Recently, some teachers in Illinois have gone on strike to bargain for better working conditions and better environments for student learning. The Chicago Teachers Union went on a 15-day strike in October of 2019. The strike ended with a deal that included salary increases, additional funding to lower class sizes, and an agreement to hire support staff– such as a nurse and a social worker for every school.
“Going on strike and negotiating a new contract aren’t the only ways to bring about change,” noted study co-author and ILEPI’s Policy Director Frank Manzo IV. “Many districts have memoranda of understanding, which allow districts and teachers the ability to modify their CBAs and address subject matters as they come up; 27% of districts in Illinois have at least one memorandum of understanding.”

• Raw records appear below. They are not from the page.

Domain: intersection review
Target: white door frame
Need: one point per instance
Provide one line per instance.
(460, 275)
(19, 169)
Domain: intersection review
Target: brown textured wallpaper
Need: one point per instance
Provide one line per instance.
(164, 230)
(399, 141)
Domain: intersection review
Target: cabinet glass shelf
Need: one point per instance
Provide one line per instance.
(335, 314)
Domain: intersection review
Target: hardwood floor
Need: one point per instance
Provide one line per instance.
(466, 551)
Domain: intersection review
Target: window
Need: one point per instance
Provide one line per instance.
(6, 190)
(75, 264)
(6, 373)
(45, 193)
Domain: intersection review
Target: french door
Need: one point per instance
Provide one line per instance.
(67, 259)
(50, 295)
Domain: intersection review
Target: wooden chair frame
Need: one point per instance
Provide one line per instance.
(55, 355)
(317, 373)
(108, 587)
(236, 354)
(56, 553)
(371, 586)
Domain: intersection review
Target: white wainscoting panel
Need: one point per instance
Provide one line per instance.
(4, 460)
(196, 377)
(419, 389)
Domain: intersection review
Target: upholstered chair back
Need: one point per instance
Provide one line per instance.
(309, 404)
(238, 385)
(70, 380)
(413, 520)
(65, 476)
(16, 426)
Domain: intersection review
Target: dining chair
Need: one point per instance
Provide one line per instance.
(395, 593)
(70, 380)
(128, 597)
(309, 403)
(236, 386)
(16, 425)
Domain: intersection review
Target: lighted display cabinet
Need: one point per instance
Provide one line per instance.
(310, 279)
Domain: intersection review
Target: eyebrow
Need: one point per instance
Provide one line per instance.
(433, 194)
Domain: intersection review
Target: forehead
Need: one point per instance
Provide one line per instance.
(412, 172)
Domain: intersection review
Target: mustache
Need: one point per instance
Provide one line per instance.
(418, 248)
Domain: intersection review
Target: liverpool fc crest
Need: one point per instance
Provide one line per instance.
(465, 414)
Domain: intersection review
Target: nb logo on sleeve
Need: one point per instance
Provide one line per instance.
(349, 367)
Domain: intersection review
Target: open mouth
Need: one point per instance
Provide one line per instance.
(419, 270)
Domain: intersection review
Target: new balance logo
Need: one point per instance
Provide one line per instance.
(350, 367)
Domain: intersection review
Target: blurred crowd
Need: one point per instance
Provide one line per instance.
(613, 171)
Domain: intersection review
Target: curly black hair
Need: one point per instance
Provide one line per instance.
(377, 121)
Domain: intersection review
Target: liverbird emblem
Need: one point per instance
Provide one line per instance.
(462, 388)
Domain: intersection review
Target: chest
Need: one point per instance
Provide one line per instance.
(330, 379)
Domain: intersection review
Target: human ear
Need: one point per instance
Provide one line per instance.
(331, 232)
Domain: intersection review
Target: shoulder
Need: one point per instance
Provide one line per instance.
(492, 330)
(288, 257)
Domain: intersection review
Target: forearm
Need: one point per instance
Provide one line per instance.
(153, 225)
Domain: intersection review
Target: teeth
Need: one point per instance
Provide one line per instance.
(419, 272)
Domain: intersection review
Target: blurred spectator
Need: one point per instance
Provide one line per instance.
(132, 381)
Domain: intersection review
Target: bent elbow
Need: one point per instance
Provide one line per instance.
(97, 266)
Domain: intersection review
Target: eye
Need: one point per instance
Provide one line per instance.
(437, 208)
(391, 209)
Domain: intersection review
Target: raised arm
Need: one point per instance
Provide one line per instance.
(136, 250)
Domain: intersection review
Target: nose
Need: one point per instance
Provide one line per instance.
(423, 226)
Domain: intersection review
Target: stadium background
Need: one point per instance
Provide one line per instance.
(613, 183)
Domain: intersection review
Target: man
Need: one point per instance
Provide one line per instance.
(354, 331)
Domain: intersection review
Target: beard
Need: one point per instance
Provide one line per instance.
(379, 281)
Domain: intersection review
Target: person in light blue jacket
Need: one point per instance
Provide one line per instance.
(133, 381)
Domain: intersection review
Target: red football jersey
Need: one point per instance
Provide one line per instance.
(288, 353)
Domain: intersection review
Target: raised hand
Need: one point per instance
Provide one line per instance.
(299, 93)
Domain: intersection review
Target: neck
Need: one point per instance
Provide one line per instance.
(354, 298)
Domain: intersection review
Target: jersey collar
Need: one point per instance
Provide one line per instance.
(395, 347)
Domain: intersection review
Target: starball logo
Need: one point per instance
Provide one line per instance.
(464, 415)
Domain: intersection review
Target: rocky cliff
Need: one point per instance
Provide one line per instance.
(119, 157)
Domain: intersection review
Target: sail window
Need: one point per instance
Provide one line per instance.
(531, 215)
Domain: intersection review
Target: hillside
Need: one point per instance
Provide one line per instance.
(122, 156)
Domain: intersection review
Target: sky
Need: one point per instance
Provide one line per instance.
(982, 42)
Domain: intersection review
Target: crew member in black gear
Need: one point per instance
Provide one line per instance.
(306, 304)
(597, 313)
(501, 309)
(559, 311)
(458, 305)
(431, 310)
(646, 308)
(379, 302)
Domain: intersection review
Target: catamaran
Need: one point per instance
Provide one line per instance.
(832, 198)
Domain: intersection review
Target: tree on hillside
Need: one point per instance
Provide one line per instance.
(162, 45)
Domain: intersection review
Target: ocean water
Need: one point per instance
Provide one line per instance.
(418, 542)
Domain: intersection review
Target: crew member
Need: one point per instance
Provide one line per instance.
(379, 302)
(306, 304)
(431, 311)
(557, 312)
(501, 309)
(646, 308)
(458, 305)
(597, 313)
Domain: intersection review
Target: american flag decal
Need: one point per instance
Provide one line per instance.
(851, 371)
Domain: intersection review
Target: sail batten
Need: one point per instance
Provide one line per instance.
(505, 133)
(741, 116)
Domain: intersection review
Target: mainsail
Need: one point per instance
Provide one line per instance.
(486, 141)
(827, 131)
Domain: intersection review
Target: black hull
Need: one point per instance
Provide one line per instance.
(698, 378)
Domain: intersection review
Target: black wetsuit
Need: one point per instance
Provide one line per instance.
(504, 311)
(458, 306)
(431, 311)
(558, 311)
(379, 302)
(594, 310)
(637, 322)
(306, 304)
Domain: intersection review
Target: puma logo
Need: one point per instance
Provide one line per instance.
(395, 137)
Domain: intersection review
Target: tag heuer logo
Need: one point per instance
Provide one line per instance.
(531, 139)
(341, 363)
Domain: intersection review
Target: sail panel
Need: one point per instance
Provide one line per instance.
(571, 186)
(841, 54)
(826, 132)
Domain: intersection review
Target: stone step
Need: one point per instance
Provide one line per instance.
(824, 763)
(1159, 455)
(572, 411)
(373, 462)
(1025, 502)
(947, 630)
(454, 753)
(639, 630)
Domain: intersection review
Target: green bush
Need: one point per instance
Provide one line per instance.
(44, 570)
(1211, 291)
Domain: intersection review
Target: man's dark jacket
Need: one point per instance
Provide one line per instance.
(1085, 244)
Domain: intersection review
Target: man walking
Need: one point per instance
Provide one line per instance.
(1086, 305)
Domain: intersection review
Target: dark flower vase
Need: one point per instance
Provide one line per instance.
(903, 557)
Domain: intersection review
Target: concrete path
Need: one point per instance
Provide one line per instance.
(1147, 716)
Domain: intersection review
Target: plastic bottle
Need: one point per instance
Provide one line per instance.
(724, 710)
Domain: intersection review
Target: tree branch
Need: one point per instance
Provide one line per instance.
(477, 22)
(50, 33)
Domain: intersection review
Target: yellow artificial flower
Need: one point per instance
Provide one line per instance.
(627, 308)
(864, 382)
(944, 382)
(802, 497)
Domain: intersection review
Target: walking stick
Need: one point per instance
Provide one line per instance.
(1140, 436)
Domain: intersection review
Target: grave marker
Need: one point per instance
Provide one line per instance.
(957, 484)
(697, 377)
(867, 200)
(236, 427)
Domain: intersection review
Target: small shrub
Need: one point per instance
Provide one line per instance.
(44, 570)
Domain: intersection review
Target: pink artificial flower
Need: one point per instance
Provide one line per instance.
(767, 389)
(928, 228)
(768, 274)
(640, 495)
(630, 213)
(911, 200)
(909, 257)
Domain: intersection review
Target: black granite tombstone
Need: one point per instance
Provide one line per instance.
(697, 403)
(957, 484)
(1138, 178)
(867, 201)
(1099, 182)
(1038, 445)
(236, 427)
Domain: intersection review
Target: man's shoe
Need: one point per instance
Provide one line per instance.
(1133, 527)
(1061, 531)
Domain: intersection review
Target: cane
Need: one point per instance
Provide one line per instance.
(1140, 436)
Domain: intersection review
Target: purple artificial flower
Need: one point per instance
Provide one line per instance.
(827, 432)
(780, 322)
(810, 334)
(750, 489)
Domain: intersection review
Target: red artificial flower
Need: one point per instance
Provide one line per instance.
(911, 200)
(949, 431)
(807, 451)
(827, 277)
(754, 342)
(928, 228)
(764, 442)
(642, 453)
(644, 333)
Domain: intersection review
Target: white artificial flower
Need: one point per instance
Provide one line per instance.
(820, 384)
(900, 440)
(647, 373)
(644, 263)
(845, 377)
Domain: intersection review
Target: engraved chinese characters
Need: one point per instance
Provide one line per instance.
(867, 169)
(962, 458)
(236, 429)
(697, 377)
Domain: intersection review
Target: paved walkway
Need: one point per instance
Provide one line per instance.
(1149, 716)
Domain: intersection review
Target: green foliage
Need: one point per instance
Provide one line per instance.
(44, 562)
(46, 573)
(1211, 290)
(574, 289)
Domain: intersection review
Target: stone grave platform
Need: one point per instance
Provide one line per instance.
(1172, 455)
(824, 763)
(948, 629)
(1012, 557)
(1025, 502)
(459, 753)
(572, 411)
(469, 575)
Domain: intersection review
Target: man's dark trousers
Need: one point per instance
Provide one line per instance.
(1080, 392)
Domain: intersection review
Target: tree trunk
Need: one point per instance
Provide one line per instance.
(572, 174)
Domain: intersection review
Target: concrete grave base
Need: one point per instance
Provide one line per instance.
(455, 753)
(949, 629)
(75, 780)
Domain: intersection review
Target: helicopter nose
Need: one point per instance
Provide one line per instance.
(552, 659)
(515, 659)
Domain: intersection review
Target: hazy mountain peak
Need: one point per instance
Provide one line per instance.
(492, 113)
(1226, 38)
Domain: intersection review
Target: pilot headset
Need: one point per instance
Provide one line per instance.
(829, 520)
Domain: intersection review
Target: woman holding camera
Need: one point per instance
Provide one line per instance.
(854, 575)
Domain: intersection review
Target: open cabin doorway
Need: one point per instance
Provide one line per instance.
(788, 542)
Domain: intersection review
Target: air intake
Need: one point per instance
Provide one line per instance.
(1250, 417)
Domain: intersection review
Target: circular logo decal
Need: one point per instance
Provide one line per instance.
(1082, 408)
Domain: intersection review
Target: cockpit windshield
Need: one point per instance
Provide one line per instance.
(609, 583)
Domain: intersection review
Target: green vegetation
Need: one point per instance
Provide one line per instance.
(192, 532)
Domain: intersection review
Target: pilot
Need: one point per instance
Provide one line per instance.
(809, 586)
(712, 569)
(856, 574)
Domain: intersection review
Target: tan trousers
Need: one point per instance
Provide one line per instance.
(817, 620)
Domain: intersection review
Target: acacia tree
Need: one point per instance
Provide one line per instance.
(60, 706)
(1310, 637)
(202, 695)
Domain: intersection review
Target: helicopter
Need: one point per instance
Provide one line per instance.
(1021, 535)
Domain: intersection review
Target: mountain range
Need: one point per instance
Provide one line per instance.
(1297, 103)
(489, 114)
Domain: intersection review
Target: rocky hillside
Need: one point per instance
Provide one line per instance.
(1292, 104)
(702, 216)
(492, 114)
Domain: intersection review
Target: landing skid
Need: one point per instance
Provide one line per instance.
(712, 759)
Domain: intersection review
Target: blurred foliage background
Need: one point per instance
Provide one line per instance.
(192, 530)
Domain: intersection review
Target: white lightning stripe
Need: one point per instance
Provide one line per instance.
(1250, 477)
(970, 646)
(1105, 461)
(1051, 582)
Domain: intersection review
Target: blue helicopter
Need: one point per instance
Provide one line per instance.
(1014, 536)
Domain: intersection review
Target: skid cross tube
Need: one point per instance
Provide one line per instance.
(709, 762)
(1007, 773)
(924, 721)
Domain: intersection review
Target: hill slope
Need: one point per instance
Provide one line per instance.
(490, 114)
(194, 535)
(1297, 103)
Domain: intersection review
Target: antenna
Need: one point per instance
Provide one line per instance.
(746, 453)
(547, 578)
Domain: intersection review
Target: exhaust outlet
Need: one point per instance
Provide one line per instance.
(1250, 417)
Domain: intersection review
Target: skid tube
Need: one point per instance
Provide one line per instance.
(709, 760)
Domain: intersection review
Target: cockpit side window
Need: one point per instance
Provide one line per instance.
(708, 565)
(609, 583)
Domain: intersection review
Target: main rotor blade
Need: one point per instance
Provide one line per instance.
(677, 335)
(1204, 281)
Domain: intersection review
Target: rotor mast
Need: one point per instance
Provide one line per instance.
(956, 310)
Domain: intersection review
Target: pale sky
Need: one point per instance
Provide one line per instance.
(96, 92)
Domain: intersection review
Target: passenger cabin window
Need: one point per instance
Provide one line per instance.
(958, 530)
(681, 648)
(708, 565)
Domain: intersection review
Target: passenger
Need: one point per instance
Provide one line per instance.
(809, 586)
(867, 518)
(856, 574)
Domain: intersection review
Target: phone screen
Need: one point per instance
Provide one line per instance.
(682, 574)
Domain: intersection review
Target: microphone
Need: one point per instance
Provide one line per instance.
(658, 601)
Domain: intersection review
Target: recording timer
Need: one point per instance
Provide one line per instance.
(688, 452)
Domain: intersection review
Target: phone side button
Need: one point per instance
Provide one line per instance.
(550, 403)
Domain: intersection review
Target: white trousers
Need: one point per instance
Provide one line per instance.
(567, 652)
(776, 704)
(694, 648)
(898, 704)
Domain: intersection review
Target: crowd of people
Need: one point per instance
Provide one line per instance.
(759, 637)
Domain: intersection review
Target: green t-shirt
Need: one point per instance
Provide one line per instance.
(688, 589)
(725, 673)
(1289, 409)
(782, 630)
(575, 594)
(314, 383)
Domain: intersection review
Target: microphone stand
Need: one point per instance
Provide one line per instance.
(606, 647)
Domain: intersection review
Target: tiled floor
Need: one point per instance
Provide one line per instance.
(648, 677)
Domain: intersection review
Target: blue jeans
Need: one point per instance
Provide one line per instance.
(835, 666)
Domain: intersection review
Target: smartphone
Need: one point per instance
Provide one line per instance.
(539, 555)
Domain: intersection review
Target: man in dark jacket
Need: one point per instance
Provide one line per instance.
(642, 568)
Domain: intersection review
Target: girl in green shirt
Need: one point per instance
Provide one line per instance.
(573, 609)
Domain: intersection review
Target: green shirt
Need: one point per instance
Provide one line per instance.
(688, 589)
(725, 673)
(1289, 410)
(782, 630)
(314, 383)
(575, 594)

The researchers also find that Illinois’ public school teachers are highly-educated and have wide access to professional development opportunities to improve their teaching skills. Three-fifths (58%) of all public school teachers in Illinois have master’s degrees. In addition, 55% of all school district CBAs reimburse teachers for the cost of professional development training and 59% stipulate a number of “institute days,” typically 4 days per year, to provide training on new techniques and new technologies.
“Professional development activities, institute days, and similar items in school district CBAs all help teachers implement the best educational practices for their students,” said Gigstad. “These contract provisions directly improve educational achievement outcomes for students.”
The authors concluded that a number of contract provisions enable creative and collaborative problem-solving in school district CBAs. By and large, Illinois’ school districts have flexibility to modify their contracts and teachers have autonomy to make professional decisions in their classrooms.
“Every year, more than 3,800 public schools across Illinois educate more than 2 million children,” concluded Bruno. “The innovation and flexibility that are produced in collective bargaining agreements demonstrate that the process of collective bargaining remains a great way to ensure that students are receiving the best possible education to prepare them for college, for careers, and for successful lives as informed U.S. citizens.”
The Project for Middle Class Renewal (PMCR) at the University of Illinois investigates the working conditions in today’s economy and works to provide research, analysis and education on public policies that will reduce poverty, prevent discrimination, create more stable forms of employment, and promote middle-class jobs.
The Illinois Economic Policy Institute (ILEPI) is a nonprofit research organization which promotes thoughtful economic growth for businesses and working families.